Mit rollenden Augen trabte er heran, genau auf die Lichtung zu. Der Wind stand
günstig. Oder ungünstig — wie man’s nimmt. Jedenfalls wehte er dem Hirsch nicht
entgegen, sondern kam aus seiner Richtung, weshalb das Tier die Witterung der
Menschen nicht aufnehmen konnte. Außerdem war der König des Waldes aufgeregt.
Denn fünf Meter hinter ihm hechelte Oskar. Offenbar fühlte er sich als König
des Waldes. Er drückte auf Tempo und schien stolz darauf, daß er seinem
Frauchen dieses seltsame Vieh mit den gewaltigen Hörnern vorführen konnte.
    „Um Himmels willen!“ rief Gaby. „Der
spießt uns auf.“
    „Auf die Bäume!“ rief Tarzan. „Los,
los! Der Wald wird gefegt!“
    Er sah noch, wie Helga und Karl zu
einem hervorragenden Kletterbaum mit niedrigen Ästen sprangen. Dort
hochzuturnen, war leicht.
    Währenddessen stand Gaby unter einem
Baum, der ganz ungeeignet war. Entsetzt starrte sie zu dem Ast hinauf, der sich
reichlich einen Meter über ihrem Kopf befand.
    Warum ausgerechnet den? dachte Tarzan.
Mit einem Blick überzeugte er sich, daß erstens der Hirsch schon sehr nahe war
und zweitens kein günstiger Baum in der Nähe stand.
    Sofort packte er Gaby an den Hüften.
Ehe sie sich versah, wurde sie in die Höhe gestemmt. Sie brauchte nur
zuzugreifen. Er schob sie noch ein Stück höher, wobei er sie jetzt bei den
Beinen hielt. Dann saß sie auch schon auf dem Ast und befand sich in
Sicherheit.
    Allerdings — für zwei reichte der Ast
nicht. Er war zu dünn. Schon unter Gabys Gewicht begann er, bedrohlich zu
knirschen.
    Mit einem Hechtsprung erreichte Tarzan
den nächsten Baum. Dort spreizte sich der unterste Ast in etwa drei Meter Höhe
vom Stamm ab. Tarzan schnellte hoch, konnte ihn packen, verlängerte den Sprung
mit einem Klimmzug und hörte — schräg unter sich — wütendes Schnauben. Sofort zog
er die Beine an — und das keinen Moment zu früh.
    Unter ihm rannte der Hirsch durch. Eine
Geweihspitze stieß gegen die Sohle von Tarzans linkem Turnschuh.

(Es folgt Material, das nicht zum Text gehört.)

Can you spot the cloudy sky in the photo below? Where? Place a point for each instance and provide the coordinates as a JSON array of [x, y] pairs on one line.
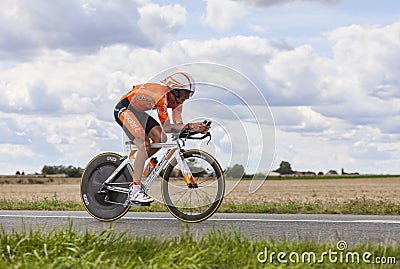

    „Hilfe! Ich kann doch nicht klettern!“
quäkte Klößchen in diesem Moment. „Hilfe, der frißt mich!“
    Immer noch im Klimmzughang sah Tarzan:
Helga und Karl hockten auf ihrem Kletterbaum. Gaby saß auf ihrem Ast und hielt
sich am Stamm fest. Nur Klößchen, der dicke Tolpatsch, rannte am Rande der
Lichtung auf seinen kurzen Beinen hin und her, starrte schreckensbleich dem
Hirsch entgegen und wußte nicht, wohin.
    „Hinter die Büsche, du Trottel!“ schrie
Tarzan. „Dort sieht er dich nicht.“

    Trotz seiner Aufregung begriff Klößchen
sofort. Mit einem mächtigen Sprung verschwand er hinter einem heckendichten
Strauch. Dort kugelte er, wie Tarzan aus seiner erhöhten Position sehen konnte,
über einen Erdhügel. Krabbelnd tauchte er hinter das Versteck.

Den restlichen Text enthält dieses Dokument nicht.